カネヤマ果樹園 雑記帳<三代目のブログ>
せっかくの全国旅行支援なので・・・ということで、11月末に、大混雑の京都を避けて“国のまほろば”奈良へ行くという長女に付いて行ってきました。そして、これまた「せっかくなので・・・」というお義母さんの希望で、12月に入ってから家内が一緒に二泊予定で松本の旅館「翔峰」へ。
義母は足が弱くなってしまったので、遠出は無理。そこで近間の美ヶ原温泉にしたのですが、この「翔峰」はアルピコ(旧松本電鉄)系列の宿泊施設で、オランダ人女性が女将さんに抜擢されて、全国的にも話題にもなりました。一泊二食付きですので、昼食はついていません。そこで、お昼に旅行支援キャンパーンの一環で戴ける観光クーポンを使って、お蕎麦が食べたいとのこと。しかも、せっかくなので旅館内や里山辺(美ヶ原温泉)ではなく、どこか松本市内の蕎麦店でとの希望の由。
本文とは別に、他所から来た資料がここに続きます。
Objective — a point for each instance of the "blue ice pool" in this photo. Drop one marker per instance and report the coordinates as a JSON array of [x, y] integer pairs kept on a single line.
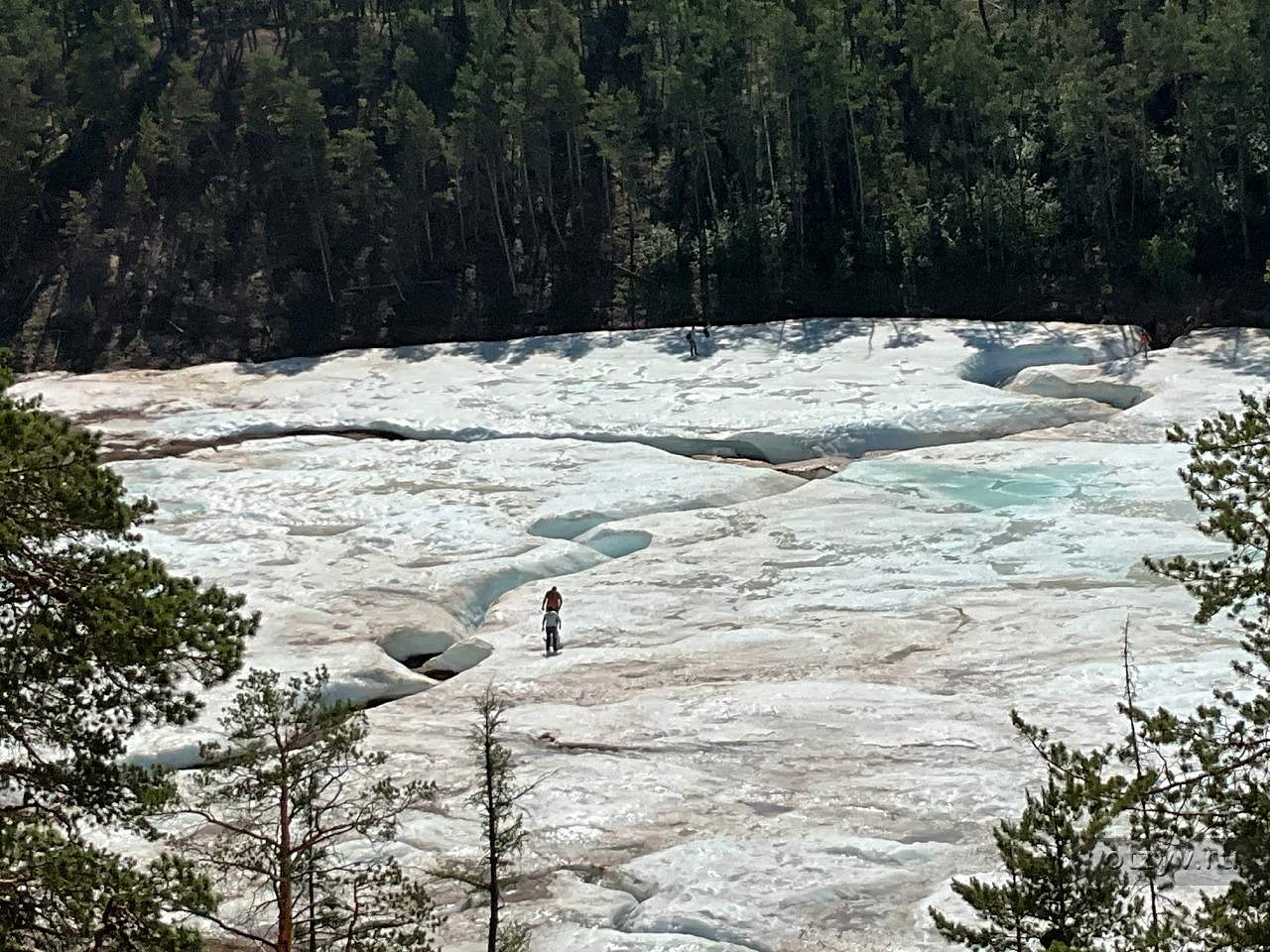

そのため、私メもお昼だけ一緒にお相伴に与(あずか)ることになりました。市内であれば義弟の営むお蕎麦屋さんがあるのですが、母や叔母がまさしくそうなのですが、麺類を除く小麦粉消費全国一という長野県の特に戦前生まれの信州人が希望する様に「蕎麦には必ず天婦羅が付かないとダメ!」なのです。長野県は山国で油分が摂り難かったことが背景の様ですが(第137話参照)、山国で魚介類は無くても、野菜でもキノコでも何でも天婦羅にさえすれば立派な“お御馳走”(信州弁では“おごっそ”と言います)なのです。従って、蕎麦には天麩羅がマストなので、天婦羅の無い義弟の店を始め、そうした蕎麦店は除外。そこで、ネット検索をして、メニューに天婦羅や天ざるがありそうな店を検出し、その中から選んだのは、市街地で近いということもあって、本町通の「そば切りみよ田」。前回、長野駅ビル内の「そば処みよた」(第1775話)は長野市に本社のある日穀製粉の直営店で、松本店も日穀製粉が南松本に工場があることから、以前は同じく直営店だったのですが、その後王滝グループが経営権を取得して名前はそのままで経営している店。パルコ近くに支店も出すなどして、今では観光客の方々に人気の行列店になり、昔より質を落とした(つなぎを増やした)長野の「みよた」より蕎麦の質は遥かに上だと思います。
お酒の肴向けの一品もあって、昼だけ営業の蕎麦屋が多い(昼だけで十分経営可能ということなのでしょう)中では貴重な店で、手打ちそばに加えて県外からの方々が喜びそうな馬刺しや塩イカ(本来とはちょっとレシピが違うのですが)といった郷土食もあります。更には、奈川名物のとうじそば(投汁蕎麦)も松本で食べられる数少ない蕎麦店でもあります。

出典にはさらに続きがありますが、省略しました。